7.2 Process of Prediction
Predict (estimate/guess) some unknown using information we have – and do so as accurately and precisely as possible.
- Choose an approach
- Using an observed (known) measure as a direct proxy to predict an outcome
- Using one or more observed (known) measures in a regression model to predict an outcome
- (Beyond the course) Using a statistical model to select the measures to use for predicting an outcome
- Assess accuracy and precision
- Prediction error: \(Prediction - Truth\)
- Bias: Average prediction error: \(\text{mean}(Prediction - Truth)\)
- A prediction is `unbiased’ if the bias is zero (If the prediction is on average true)
- Root-mean squared error: \(\sqrt{\text{mean}((Prediction - Truth)^2)}\)
- Like `absolute’ error– the average magnitude of the prediction error
- the typical distance the prediction is from the truth
- Confusion Matrix
- A cross-tab of predictions you got correct vs. predictions you got wrong (misclassified)

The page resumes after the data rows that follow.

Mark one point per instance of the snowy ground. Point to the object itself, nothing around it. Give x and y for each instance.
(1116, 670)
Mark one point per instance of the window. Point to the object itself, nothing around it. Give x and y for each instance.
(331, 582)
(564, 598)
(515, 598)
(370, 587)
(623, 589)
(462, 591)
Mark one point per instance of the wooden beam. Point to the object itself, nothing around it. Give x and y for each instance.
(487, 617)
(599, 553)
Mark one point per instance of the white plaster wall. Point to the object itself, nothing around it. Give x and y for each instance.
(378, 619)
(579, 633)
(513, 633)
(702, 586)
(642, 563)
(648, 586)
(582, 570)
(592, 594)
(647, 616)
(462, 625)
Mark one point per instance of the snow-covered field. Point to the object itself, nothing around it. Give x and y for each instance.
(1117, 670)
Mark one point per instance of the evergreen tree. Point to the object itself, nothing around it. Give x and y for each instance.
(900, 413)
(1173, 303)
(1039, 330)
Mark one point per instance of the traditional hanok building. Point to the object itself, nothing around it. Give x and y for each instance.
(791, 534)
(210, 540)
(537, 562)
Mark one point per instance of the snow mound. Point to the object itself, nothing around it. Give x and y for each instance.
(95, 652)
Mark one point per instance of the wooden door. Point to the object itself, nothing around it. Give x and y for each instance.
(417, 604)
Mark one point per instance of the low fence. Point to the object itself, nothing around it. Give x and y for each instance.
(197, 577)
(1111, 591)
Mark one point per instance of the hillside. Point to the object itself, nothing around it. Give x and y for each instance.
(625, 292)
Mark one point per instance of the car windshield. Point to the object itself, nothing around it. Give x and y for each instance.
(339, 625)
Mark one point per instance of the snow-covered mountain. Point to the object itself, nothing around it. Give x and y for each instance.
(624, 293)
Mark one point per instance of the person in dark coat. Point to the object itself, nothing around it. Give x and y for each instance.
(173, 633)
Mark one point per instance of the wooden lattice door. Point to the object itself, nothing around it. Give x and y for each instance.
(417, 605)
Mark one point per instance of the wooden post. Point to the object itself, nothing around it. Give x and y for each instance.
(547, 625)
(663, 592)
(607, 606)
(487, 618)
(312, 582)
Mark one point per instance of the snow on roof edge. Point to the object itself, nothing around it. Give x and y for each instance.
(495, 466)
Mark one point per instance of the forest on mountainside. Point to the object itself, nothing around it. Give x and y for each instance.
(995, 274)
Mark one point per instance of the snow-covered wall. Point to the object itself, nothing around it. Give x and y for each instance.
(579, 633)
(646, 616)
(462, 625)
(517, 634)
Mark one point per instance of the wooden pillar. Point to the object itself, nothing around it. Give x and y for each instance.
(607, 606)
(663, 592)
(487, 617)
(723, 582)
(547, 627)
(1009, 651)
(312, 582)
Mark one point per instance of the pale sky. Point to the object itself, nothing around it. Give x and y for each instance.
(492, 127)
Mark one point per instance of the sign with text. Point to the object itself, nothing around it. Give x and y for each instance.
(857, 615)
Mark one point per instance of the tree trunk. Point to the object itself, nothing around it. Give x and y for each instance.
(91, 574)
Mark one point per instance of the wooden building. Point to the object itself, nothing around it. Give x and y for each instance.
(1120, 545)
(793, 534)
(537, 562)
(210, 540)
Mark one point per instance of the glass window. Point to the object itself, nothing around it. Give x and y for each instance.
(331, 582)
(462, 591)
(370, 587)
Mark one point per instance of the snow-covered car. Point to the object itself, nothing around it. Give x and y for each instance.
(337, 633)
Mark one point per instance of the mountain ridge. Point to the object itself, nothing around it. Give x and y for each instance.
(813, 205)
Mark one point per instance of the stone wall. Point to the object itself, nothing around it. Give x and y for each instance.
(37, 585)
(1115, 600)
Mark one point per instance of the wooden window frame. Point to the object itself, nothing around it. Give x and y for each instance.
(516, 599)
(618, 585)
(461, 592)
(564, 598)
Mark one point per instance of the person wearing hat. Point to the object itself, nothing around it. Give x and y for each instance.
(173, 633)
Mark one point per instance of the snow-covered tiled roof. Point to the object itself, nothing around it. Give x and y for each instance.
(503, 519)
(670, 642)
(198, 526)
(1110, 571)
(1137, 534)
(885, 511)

- Gives you true positives and true negatives vs. false positives and false negatives
- Iterate to improve the prediction/classification
- Often, we repeat steps 1-3 until we are confident in your method for predicting.
Eventually, after you have tested the approach and are satisfied with the accuracy, you may start applying it to new data for which you do not know the right answer.